The Star & Director Of 'Eighth Grade' On Why People Are Only Now Taking Teen Girls Seriously


Kayla, the lonely 13-year-old protagonist of Bo Burnham's new movie Eighth Grade, would probably never describe herself as hero or a leader — she likely wouldn't even deem herself the star of her own story. Yet to audiences, Kayla is just the latest in a line of teens taking center stage in movies (Lady Bird, The Diary of a Teenage Girl, Edge of Seventeen), on TV (Grown-ish, The Runaways), and even in real life. These days, it seems, teen girls are in the spotlight — and Eighth Grade star Elsie Fisher, for one, couldn't be happier to finally have that platform.

"With all that’s been going on with shootings [and gun violence across the country], we’ve seen young girls and teens in general rise up and get to speak," says the 15-year-old actor, when we sit down at A24's New York office in June. "There are awful issues going on, but it makes me proud that teens are being given a voice... A lot of teens, for forever, have had opinions and ideas that could help. But now we’re finally being heard."

It's true; for the first time in what feels like an eternity, the world seems to be paying closer attention to what teenagers have to say, whether it's on-screen (just look at those Lady Bird box office numbers) or off (already, there are tangible results of the gun control movement led by Emma Gonzalez and her Parkland peers). For once, the words and actions of young adults — especially young women — are not being cast off as inconsequential or unimportant, because both politicians and audience members alike understand that teens can affect real change — and it's about damn time. Says Burnham, "It's really nice that we seem to be in a moment of taking kids seriously."

According to both Fisher and Burnham, a big reason that adolescent girls' voices are being magnified these days is simple: the rise of social media. Through platforms like Twitter, YouTube, and Instagram, teens across the globe are able to share their thoughts on issues big and small, and actually get heard; young public figures like Malala Yousafzai and Yara Shahidi have millions of followers each, while non-famous teens use social media to communicate the details of their lives in a more open, frequent way than ever before.

"It’s a deep experience for them. It's not like, 'selfie!'" says Burnham, with a laugh. "Everybody thinks it’s like this decorative, vapid thing, and it’s not. It’s very, very meaningful." Adds Fisher, "We’ve become self-aware much younger, and I think that comes along with the internet."

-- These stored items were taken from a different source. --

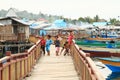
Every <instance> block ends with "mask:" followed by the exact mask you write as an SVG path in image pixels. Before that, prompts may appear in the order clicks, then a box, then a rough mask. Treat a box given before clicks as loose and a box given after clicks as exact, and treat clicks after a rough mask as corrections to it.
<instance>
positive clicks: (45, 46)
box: [40, 32, 73, 56]
mask: <svg viewBox="0 0 120 80" xmlns="http://www.w3.org/2000/svg"><path fill="white" fill-rule="evenodd" d="M72 39H73V34H72V32H70V35H69V36H68V40H67V41H66V42H65V43H64V45H63V47H62V49H61V51H60V46H61V40H62V39H61V37H59V36H58V35H57V36H55V40H54V45H55V48H56V56H59V52H60V55H61V53H62V52H63V50H65V51H64V56H65V55H69V53H70V46H71V44H72ZM52 43H53V41H52V40H51V36H50V35H48V36H47V40H45V39H44V37H42V39H41V43H40V44H41V49H42V51H43V54H44V55H45V48H46V51H47V55H48V56H50V45H51V44H52Z"/></svg>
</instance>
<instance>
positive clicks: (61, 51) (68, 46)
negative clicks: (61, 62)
mask: <svg viewBox="0 0 120 80" xmlns="http://www.w3.org/2000/svg"><path fill="white" fill-rule="evenodd" d="M64 49H65V52H64V56H65V55H66V54H68V55H69V44H68V42H67V41H66V42H65V44H64V46H63V48H62V50H61V53H62V51H63V50H64Z"/></svg>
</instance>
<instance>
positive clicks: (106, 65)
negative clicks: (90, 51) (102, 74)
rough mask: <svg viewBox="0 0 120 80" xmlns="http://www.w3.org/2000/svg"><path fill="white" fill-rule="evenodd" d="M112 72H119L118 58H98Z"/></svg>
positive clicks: (113, 57) (119, 67)
mask: <svg viewBox="0 0 120 80" xmlns="http://www.w3.org/2000/svg"><path fill="white" fill-rule="evenodd" d="M99 60H100V61H101V62H102V63H104V64H105V65H106V66H107V67H108V68H109V69H111V70H112V72H120V57H113V58H112V57H110V58H99Z"/></svg>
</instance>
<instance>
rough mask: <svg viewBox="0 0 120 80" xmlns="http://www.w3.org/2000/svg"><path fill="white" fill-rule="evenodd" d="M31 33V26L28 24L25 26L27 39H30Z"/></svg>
mask: <svg viewBox="0 0 120 80" xmlns="http://www.w3.org/2000/svg"><path fill="white" fill-rule="evenodd" d="M29 35H30V32H29V27H28V26H26V27H25V36H26V39H28V38H29Z"/></svg>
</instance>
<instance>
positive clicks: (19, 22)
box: [11, 18, 29, 26]
mask: <svg viewBox="0 0 120 80" xmlns="http://www.w3.org/2000/svg"><path fill="white" fill-rule="evenodd" d="M11 19H13V20H15V21H17V22H19V23H21V24H23V25H27V26H29V23H27V22H24V21H23V20H19V19H17V18H11Z"/></svg>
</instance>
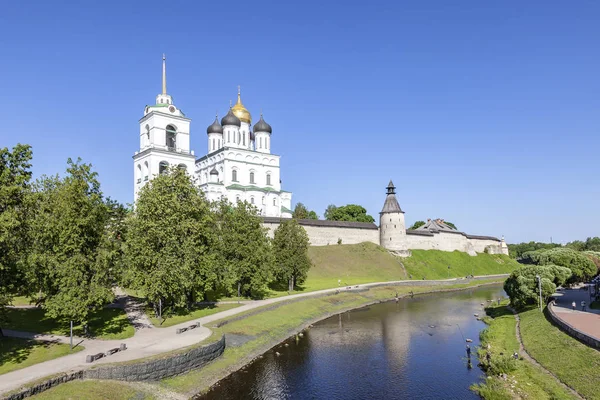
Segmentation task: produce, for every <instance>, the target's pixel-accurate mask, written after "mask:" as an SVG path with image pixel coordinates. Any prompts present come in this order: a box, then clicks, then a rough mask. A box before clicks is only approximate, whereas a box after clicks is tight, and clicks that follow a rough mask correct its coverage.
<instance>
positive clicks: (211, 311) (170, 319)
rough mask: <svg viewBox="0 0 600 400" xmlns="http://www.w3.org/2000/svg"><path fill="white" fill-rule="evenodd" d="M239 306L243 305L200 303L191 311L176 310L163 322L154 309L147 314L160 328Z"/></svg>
mask: <svg viewBox="0 0 600 400" xmlns="http://www.w3.org/2000/svg"><path fill="white" fill-rule="evenodd" d="M239 306H241V304H215V305H199V306H197V307H196V308H195V309H194V310H192V311H191V312H188V311H187V309H178V310H176V311H175V313H174V314H172V315H169V316H168V317H166V319H165V320H163V322H162V324H161V322H160V320H159V319H158V318H156V317H155V316H154V311H153V310H151V309H149V310H147V314H148V316H149V318H150V321H152V324H153V325H154V326H156V327H158V328H166V327H169V326H173V325H177V324H181V323H182V322H187V321H191V320H193V319H198V318H201V317H205V316H207V315H211V314H215V313H218V312H221V311H225V310H230V309H232V308H236V307H239Z"/></svg>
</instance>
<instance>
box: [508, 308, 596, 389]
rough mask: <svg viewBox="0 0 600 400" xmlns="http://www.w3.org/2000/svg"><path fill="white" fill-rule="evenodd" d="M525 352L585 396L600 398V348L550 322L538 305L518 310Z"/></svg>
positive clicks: (562, 380)
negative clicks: (588, 345)
mask: <svg viewBox="0 0 600 400" xmlns="http://www.w3.org/2000/svg"><path fill="white" fill-rule="evenodd" d="M519 315H520V317H521V337H522V340H523V345H524V346H525V349H527V352H528V353H529V354H530V355H531V356H532V357H533V358H535V359H536V360H537V362H539V363H540V364H541V365H543V366H544V368H546V369H547V370H549V371H551V372H552V373H553V374H554V375H556V376H557V377H558V378H559V379H560V380H561V381H562V382H563V383H565V384H566V385H568V386H570V387H572V388H573V389H575V390H576V391H577V392H578V393H579V394H580V395H581V396H583V397H585V398H586V399H600V391H599V390H598V385H600V351H598V350H595V349H592V348H590V347H588V346H586V345H584V344H582V343H580V342H579V341H577V340H575V339H573V338H572V337H571V336H569V335H568V334H566V333H565V332H563V331H561V330H560V329H558V328H557V327H556V326H554V325H552V324H551V323H550V322H549V321H548V320H547V319H546V317H545V316H544V315H543V314H542V313H540V311H539V310H538V309H535V308H534V309H531V310H527V311H523V312H521V313H519Z"/></svg>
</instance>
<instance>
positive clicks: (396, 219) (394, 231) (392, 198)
mask: <svg viewBox="0 0 600 400" xmlns="http://www.w3.org/2000/svg"><path fill="white" fill-rule="evenodd" d="M379 244H380V245H381V246H383V247H385V248H386V249H388V250H390V251H393V252H396V253H398V255H401V256H409V255H410V252H409V251H408V244H407V243H406V225H405V222H404V211H402V209H401V208H400V204H398V200H397V199H396V187H395V186H394V183H393V182H392V181H391V180H390V183H389V184H388V186H387V196H386V198H385V203H383V209H382V210H381V212H380V213H379Z"/></svg>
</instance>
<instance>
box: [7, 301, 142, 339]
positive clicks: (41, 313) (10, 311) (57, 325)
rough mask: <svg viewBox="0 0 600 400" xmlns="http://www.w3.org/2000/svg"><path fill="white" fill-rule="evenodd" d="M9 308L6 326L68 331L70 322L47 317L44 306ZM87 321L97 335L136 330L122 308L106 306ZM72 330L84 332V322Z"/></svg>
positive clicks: (111, 335)
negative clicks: (81, 324) (24, 307)
mask: <svg viewBox="0 0 600 400" xmlns="http://www.w3.org/2000/svg"><path fill="white" fill-rule="evenodd" d="M6 311H7V322H6V323H5V324H4V325H3V328H6V329H13V330H17V331H25V332H33V333H48V334H53V335H64V336H68V335H69V330H70V327H69V323H68V322H67V321H63V322H60V321H57V320H55V319H52V318H50V317H48V316H47V315H46V312H45V310H44V309H42V308H9V309H7V310H6ZM88 325H89V330H90V333H91V334H92V335H93V336H94V337H95V338H96V339H106V340H113V339H114V340H118V339H126V338H129V337H132V336H133V333H134V329H133V326H131V324H130V323H129V320H128V319H127V315H126V314H125V312H124V311H123V310H121V309H120V308H104V309H102V310H100V311H98V312H96V313H94V314H92V315H91V316H90V319H89V324H88ZM73 334H74V335H76V336H82V335H83V326H82V325H80V324H77V325H74V326H73Z"/></svg>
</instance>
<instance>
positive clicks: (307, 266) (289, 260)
mask: <svg viewBox="0 0 600 400" xmlns="http://www.w3.org/2000/svg"><path fill="white" fill-rule="evenodd" d="M308 245H309V240H308V235H307V234H306V231H305V230H304V228H303V227H301V226H300V225H298V222H297V221H296V220H293V219H292V220H288V221H285V222H283V223H281V225H279V227H278V228H277V229H276V230H275V233H274V237H273V250H274V252H275V276H276V278H277V280H278V281H279V282H280V283H287V284H288V285H289V290H290V291H293V290H294V286H295V285H301V284H303V283H304V281H305V280H306V276H307V273H308V270H309V269H310V267H311V265H312V263H311V261H310V259H309V257H308Z"/></svg>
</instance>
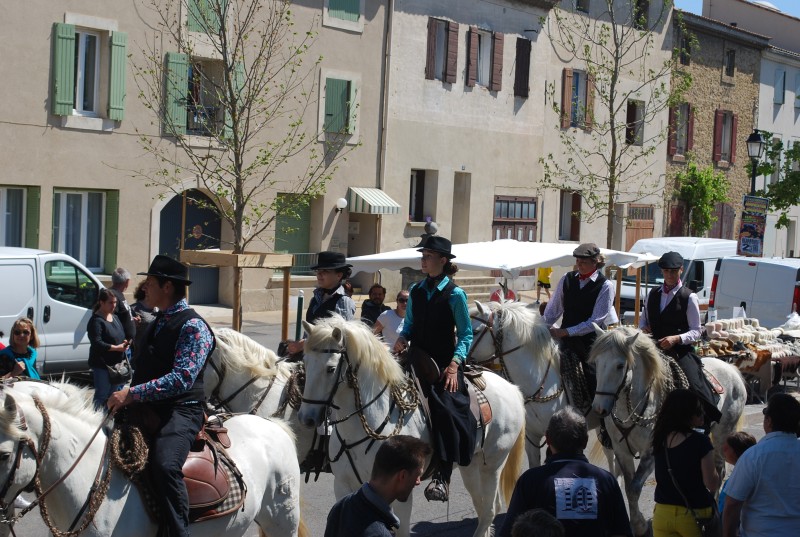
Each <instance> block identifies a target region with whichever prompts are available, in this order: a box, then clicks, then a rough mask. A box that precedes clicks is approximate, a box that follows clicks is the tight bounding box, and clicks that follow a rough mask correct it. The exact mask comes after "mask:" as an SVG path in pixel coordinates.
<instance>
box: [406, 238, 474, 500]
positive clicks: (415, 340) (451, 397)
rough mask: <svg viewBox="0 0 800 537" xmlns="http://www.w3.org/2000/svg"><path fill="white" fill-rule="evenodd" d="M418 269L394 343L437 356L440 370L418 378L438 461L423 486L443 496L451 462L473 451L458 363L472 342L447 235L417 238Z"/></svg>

With Eighth Grade, his feature directorial debut in theaters July 13, Burnham portrays the adolescent experience as something worthy of attention and respect, rather than ridicule; Kayla is painfully awkward and sometimes self-absorbed, yes, but she's also kind, curious, and determined to better herself in any way possible. In other words, she's as real a teen girl as it gets, full of contradictions and messing up as often as she succeeds.

"I felt like I could really make a connection with this character who struggled to articulate, because I often struggle to articulate," says Fisher. A lot of times in media, teens are like, 'I know what I’m doing all the time, and I’m very well-spoken, and I’m ready to party.' But, wrong."

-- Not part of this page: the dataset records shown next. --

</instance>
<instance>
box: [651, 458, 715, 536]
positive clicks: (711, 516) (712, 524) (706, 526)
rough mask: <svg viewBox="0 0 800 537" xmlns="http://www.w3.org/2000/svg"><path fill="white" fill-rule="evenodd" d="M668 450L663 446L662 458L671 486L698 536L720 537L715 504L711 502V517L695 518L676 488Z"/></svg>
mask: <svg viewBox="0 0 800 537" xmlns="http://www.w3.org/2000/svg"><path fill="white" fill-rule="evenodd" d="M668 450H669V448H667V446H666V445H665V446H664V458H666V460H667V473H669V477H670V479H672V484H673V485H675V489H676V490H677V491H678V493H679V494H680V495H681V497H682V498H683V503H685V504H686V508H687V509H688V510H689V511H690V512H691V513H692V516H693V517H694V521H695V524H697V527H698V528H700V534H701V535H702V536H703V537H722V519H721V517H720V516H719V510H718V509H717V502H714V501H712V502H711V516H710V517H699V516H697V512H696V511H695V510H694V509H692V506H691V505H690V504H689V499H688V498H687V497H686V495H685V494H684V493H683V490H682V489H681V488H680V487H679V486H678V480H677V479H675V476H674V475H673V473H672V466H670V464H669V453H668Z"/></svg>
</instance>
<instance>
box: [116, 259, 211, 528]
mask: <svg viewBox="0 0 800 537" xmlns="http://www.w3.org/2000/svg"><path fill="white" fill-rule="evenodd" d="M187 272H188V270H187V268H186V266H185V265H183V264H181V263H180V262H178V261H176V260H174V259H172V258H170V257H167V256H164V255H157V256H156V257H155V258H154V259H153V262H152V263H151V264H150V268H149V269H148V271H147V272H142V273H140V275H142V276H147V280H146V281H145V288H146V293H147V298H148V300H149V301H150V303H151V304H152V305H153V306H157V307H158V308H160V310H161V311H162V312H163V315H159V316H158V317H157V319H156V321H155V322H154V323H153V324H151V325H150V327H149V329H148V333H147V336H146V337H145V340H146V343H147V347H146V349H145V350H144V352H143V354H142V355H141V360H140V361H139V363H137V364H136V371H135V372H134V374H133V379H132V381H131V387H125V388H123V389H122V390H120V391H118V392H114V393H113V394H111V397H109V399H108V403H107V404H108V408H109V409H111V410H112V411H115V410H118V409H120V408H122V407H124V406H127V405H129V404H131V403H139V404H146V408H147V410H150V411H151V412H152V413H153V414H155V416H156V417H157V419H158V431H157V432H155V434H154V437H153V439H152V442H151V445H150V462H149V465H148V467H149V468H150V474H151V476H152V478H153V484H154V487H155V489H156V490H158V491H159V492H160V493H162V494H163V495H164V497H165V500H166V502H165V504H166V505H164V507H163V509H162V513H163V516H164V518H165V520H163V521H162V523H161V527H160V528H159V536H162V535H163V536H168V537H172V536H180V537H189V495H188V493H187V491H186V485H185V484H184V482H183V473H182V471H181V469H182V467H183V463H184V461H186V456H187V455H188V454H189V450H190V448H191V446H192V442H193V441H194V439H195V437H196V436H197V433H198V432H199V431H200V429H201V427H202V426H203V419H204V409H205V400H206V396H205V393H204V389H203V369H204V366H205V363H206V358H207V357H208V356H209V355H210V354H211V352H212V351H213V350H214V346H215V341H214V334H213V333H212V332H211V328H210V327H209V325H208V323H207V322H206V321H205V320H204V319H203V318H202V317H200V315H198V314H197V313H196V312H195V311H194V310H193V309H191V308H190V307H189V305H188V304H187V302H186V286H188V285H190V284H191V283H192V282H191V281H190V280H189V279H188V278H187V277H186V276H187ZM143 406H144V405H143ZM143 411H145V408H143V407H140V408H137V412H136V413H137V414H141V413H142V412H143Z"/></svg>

Burnham hopes that seeing Kayla's everyday challenges in Eighth Grade will encourage adult viewers to not only take teens more seriously, but to be more empathetic toward their struggles. "I don’t want the movie to be prescriptive or preachy or anything — it’s just like, this is what it feels like and this is what it means," he explains. "For parents with kids on their phone at the dinner table, [think about] the day they had, maybe, that led them to want to be on their phone. Also, take a look around the world. Maybe they don’t want to be off their phone because they don’t want to look up at this sh*tty world. You know what I mean?"

Adds Fisher, "[Parents] went through teenhood and they know what it’s like... hopefully, this will make everyone be a little more understanding and sympathetic." By putting young people's thoughts and concerns in the spotlight and treating them with respect, Eighth Grade might just have a huge impact — and this current "moment" for teen girls will hopefully have no end.